There are many things we can't test conclusively - in fact there is nothing we
*can* test conclusively. All scientific knowledge is provisional. So I don't
see why you jump from the fact that we can't conclusively test for other minds
to saying that we take it on faith. I'd say that I have a lot of evidence for
other minds.

Brent Meeker

>-----Original Message-----
>From: Stathis Papaioannou [mailto:[EMAIL PROTECTED]
>Sent: Sunday, May 08, 2005 5:47 AM
>Subject: Re: Everything Physical is Based on Consciousness
>Dear Stephen,
>COMP is basically a variant of the familiar "Problem of Other Minds", which
>is not just philosophical esoterica but something we have to deal with in
>everyday life. How do you know that all your friends and family are really
>conscious in the way you are conscious, and not merely zombies who behave as
>if they are conscious? There isn't any empirical test that can help you
>decide the answer to this question conclusively; in the final analysis, you
>assume that other people have minds as a matter of faith. This troubles me
>as much as it troubles you, but alas, there is nothing we can do about it.
>--Stathis Papaioannou
>>From: "Stephen Paul King" <[EMAIL PROTECTED]>
>>To: "Stathis Papaioannou" <[EMAIL PROTECTED]>
>>CC: <>
>>Subject: Re: Everything Physical is Based on Consciousness
>>Date: Sat, 7 May 2005 10:27:45 -0400
>>Dear Stathis,
>> It is exactly this seeming requirement that we accept COMP by faith and
>>demand no possibility of empirical falsification that troubles me the most.

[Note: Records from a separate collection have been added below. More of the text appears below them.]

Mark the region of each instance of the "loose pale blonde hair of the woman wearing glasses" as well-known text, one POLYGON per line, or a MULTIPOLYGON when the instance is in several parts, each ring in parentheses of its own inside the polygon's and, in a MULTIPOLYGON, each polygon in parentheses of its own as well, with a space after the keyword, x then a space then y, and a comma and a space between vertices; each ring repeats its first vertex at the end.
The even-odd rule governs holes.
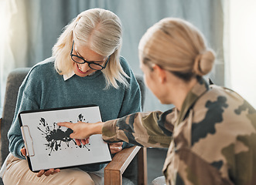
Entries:
POLYGON ((87 45, 99 55, 110 56, 106 69, 102 70, 106 79, 106 88, 114 86, 118 89, 118 82, 128 86, 125 79, 128 75, 123 71, 119 59, 121 34, 121 21, 113 12, 101 8, 81 12, 64 28, 64 32, 53 46, 56 71, 60 75, 72 72, 73 61, 70 59, 70 50, 74 40, 80 45, 87 45))

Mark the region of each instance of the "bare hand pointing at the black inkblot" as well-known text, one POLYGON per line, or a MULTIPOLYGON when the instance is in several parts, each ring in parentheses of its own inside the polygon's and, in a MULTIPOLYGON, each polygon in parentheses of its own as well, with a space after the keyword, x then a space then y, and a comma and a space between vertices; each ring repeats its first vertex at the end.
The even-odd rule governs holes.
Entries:
POLYGON ((103 126, 103 123, 84 123, 84 122, 78 122, 78 123, 70 123, 70 122, 63 122, 58 123, 58 126, 66 126, 67 128, 70 128, 73 130, 73 133, 70 134, 70 138, 77 139, 76 142, 86 144, 86 139, 89 138, 89 136, 93 134, 101 134, 101 129, 103 126))

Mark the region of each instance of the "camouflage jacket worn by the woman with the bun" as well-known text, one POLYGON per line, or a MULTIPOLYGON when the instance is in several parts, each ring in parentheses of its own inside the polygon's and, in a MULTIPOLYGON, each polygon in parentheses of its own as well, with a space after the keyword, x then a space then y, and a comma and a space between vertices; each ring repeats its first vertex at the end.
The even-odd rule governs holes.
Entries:
POLYGON ((180 111, 135 113, 104 124, 103 139, 169 147, 167 184, 256 184, 256 111, 199 79, 180 111))

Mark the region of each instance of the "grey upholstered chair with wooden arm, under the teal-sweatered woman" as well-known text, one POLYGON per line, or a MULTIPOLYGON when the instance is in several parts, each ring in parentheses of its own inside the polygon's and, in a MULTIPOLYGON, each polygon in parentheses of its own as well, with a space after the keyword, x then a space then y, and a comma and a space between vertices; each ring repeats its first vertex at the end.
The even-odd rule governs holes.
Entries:
MULTIPOLYGON (((0 126, 1 126, 1 159, 2 163, 5 160, 6 156, 9 154, 9 140, 7 139, 7 133, 9 127, 12 124, 12 118, 15 112, 16 99, 19 91, 19 86, 21 85, 23 79, 26 74, 29 72, 29 68, 19 68, 14 69, 10 72, 9 77, 6 83, 6 91, 5 91, 5 102, 2 112, 2 118, 0 118, 0 126)), ((142 93, 145 92, 145 87, 143 83, 143 79, 141 76, 136 76, 138 83, 142 89, 142 93)), ((144 94, 143 102, 144 102, 144 94)), ((140 146, 132 146, 130 148, 126 148, 121 150, 121 152, 115 154, 111 163, 108 163, 107 167, 104 170, 104 184, 115 185, 122 184, 122 175, 127 169, 128 165, 131 161, 138 157, 138 184, 147 184, 147 154, 146 149, 140 146)), ((2 165, 1 163, 1 165, 2 165)), ((2 179, 0 179, 2 181, 2 179)), ((0 181, 0 184, 3 184, 0 181)))

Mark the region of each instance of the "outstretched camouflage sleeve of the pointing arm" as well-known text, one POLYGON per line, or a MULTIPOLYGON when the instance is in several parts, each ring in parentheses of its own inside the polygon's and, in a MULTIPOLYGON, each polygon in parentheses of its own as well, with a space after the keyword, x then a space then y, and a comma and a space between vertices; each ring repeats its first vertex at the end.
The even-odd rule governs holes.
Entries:
POLYGON ((104 123, 103 140, 107 142, 125 141, 145 147, 169 147, 172 140, 174 117, 172 110, 162 113, 134 113, 120 119, 104 123), (168 120, 168 121, 167 121, 168 120))

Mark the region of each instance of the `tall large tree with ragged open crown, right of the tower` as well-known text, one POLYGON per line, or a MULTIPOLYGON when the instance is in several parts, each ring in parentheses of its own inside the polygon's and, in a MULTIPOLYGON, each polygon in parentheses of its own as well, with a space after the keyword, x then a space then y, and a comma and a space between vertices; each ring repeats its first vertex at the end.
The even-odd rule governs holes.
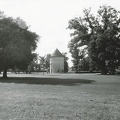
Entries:
POLYGON ((120 16, 119 11, 110 6, 101 6, 96 17, 91 9, 85 9, 84 17, 69 21, 68 28, 74 29, 69 42, 78 47, 88 48, 90 62, 95 63, 102 74, 108 69, 114 71, 120 65, 120 16))

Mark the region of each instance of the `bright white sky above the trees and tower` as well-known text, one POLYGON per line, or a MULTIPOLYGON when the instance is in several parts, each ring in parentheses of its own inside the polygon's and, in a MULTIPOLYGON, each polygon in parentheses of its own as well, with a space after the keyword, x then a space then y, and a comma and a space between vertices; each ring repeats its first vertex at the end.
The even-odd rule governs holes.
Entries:
POLYGON ((40 56, 52 54, 56 48, 66 52, 72 66, 67 29, 69 20, 83 15, 83 9, 91 7, 93 14, 99 6, 109 5, 120 10, 119 0, 0 0, 0 10, 5 15, 23 19, 30 30, 40 36, 36 52, 40 56))

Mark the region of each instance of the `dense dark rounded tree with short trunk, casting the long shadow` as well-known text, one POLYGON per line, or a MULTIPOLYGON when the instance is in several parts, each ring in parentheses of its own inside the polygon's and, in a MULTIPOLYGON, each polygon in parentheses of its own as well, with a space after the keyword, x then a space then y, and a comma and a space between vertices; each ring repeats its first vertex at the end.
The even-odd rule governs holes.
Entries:
POLYGON ((32 61, 33 51, 37 47, 39 36, 21 28, 17 19, 11 17, 0 18, 0 67, 3 77, 7 77, 7 70, 20 63, 26 64, 32 61), (31 58, 31 59, 29 59, 31 58), (29 60, 28 60, 29 59, 29 60))

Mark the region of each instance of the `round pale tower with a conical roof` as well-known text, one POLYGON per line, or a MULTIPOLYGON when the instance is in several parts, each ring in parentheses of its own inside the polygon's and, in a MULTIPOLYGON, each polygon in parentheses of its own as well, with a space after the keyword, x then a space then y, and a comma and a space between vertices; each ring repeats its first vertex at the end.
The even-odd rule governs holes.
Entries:
POLYGON ((64 56, 56 49, 50 58, 50 73, 64 72, 64 56))

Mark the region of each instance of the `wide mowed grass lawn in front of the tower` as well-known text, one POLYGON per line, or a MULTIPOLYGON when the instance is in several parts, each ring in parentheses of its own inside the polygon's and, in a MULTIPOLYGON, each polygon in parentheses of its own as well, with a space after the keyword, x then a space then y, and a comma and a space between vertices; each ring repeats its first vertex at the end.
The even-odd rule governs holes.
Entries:
POLYGON ((120 120, 120 76, 9 74, 0 120, 120 120))

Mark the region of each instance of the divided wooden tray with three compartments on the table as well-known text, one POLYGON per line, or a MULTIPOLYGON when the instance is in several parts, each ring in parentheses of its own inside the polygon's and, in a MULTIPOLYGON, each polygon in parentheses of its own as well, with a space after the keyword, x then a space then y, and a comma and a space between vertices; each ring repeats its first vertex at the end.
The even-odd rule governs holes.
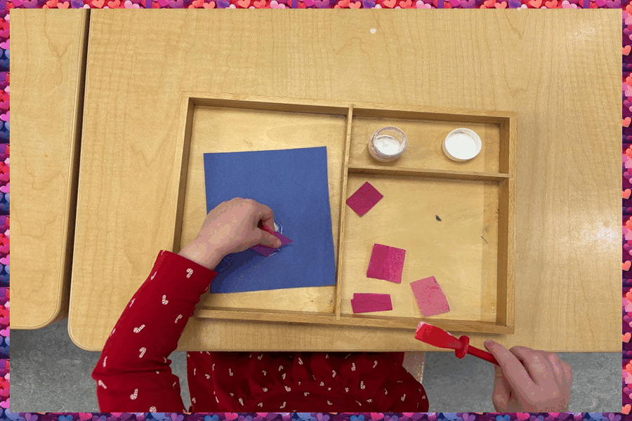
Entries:
MULTIPOLYGON (((415 329, 513 333, 515 112, 183 93, 183 151, 173 250, 206 217, 205 152, 327 146, 336 286, 203 295, 195 316, 415 329), (396 126, 409 139, 400 159, 369 156, 371 134, 396 126), (454 128, 482 140, 455 162, 442 152, 454 128), (364 182, 384 198, 360 218, 346 199, 364 182), (441 221, 435 219, 439 215, 441 221), (367 278, 374 243, 407 250, 401 284, 367 278), (451 311, 424 318, 409 283, 435 276, 451 311), (353 293, 389 293, 393 311, 353 314, 353 293)), ((178 148, 178 150, 180 150, 178 148)), ((230 198, 229 198, 230 199, 230 198)))

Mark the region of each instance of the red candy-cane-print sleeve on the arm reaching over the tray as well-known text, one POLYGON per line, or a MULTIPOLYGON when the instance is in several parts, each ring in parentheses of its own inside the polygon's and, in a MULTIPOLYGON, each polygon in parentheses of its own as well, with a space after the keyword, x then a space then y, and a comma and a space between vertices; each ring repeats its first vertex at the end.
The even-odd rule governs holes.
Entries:
POLYGON ((216 275, 187 258, 160 252, 92 372, 102 412, 186 412, 167 357, 216 275))

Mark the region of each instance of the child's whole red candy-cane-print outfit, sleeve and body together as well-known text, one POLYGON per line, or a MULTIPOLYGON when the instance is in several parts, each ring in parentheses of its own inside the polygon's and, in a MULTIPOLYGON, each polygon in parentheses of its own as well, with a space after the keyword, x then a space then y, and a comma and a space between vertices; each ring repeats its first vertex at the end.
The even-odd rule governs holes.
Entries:
POLYGON ((167 357, 216 274, 159 253, 92 372, 101 411, 428 411, 426 392, 402 367, 403 353, 331 352, 187 352, 187 411, 167 357))

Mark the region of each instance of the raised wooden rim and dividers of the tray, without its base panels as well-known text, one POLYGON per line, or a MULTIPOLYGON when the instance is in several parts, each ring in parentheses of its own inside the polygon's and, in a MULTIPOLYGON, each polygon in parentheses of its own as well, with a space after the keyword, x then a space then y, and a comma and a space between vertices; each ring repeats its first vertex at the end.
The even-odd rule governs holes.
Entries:
MULTIPOLYGON (((178 207, 173 236, 173 250, 179 250, 182 234, 182 218, 187 185, 187 169, 193 115, 196 106, 231 107, 275 112, 302 112, 309 114, 334 114, 345 116, 345 149, 343 152, 341 208, 338 235, 336 279, 343 265, 343 240, 345 234, 345 199, 348 174, 402 175, 454 180, 485 180, 499 184, 498 216, 498 267, 496 279, 496 322, 428 319, 433 325, 446 330, 475 333, 514 333, 515 309, 515 166, 517 136, 516 112, 480 111, 473 109, 402 107, 334 100, 307 100, 296 98, 258 97, 219 93, 183 92, 180 112, 178 149, 183 151, 178 188, 178 207), (458 121, 463 123, 493 123, 500 126, 499 172, 431 170, 426 168, 390 168, 381 166, 349 166, 351 123, 354 116, 386 119, 414 119, 426 121, 458 121)), ((178 150, 176 149, 176 150, 178 150)), ((269 309, 220 308, 197 309, 195 316, 210 319, 237 319, 249 321, 277 321, 291 323, 316 323, 338 326, 371 326, 382 328, 416 329, 423 318, 371 316, 366 314, 341 314, 341 283, 336 282, 333 313, 296 312, 269 309)))

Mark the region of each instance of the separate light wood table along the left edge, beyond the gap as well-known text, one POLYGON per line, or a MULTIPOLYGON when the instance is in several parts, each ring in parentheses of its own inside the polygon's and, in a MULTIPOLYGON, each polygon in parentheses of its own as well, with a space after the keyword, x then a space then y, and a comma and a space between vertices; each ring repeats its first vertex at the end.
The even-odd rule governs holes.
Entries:
POLYGON ((67 315, 87 11, 11 11, 11 328, 67 315))

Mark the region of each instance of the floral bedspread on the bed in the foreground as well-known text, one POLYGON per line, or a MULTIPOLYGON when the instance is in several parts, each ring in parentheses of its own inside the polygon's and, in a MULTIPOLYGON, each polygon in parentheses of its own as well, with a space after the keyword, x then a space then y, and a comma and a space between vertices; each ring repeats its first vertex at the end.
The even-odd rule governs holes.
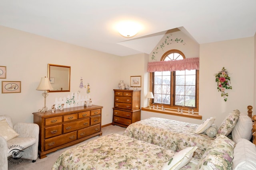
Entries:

>>For me, a theory must make predictions that "might be confirmed to be
>>incorrect" otherwise all one has, at best, is the internal consistensy of
>>the theory. In light of Goedel's theorems, the utility of such theories to
>>answer questions is in doubt.
>> There must be always some way for independent observers to agree upon
>>the falsifiable implications of a theory. Here we are considering a theory
>>of observers themselves...
>>----- Original Message ----- From: "Stathis Papaioannou"
>>Cc: <>
>>Sent: Saturday, May 07, 2005 9:13 AM
>>Subject: Re: Everything Physical is Based on Consciousness
>>>OK, I agree. AI research is an experimental science. It may or may not be
>>>possible to build and program a computer so that it behaves like an
>>>intelligent and self-aware entity. Even if this difficult feat is
>>>eventually accomplished, there will then be the philosophical questions
>>>casting doubt on whether it is *really* conscious. This is the old problem
>>>of possibility of knowing whether other people really have minds like us,
>>>or whether they are just zombies acting like conscious beings. Ultimately,
>>>and regretfully, we can only be sure that we ourselves are conscious, and
>>>we have to take the existence of other minds on faith. However, if we
>>>believe that other humans are conscious because they seem to behave like
>>>we do, but refuse to believe that a computer which behaves in the same way
>>>(i.e. passes the Turing test) is conscious, then we are being
>>>inconsistent, and it is this inconsistency which I have called biological
>>>Having said that, it was not the purpose of my original post to show that
>>>observer-moments are Turing emulable. Rather, it was to show that Bruno
>>>Marchal's UDA can work without explicitly defining or explaining
>>>consciousness. I believe Bruno himself has aknowledged that the
>>>computational hypothesis (which he calls "comp") may ultimately have to be
>>>taken as a matter of faith. This sort of bothers me because I spent a
>>>large part of my adolescence heaping scorn on religion and other
>>>faith-based belief systems, but I can't do anything about it.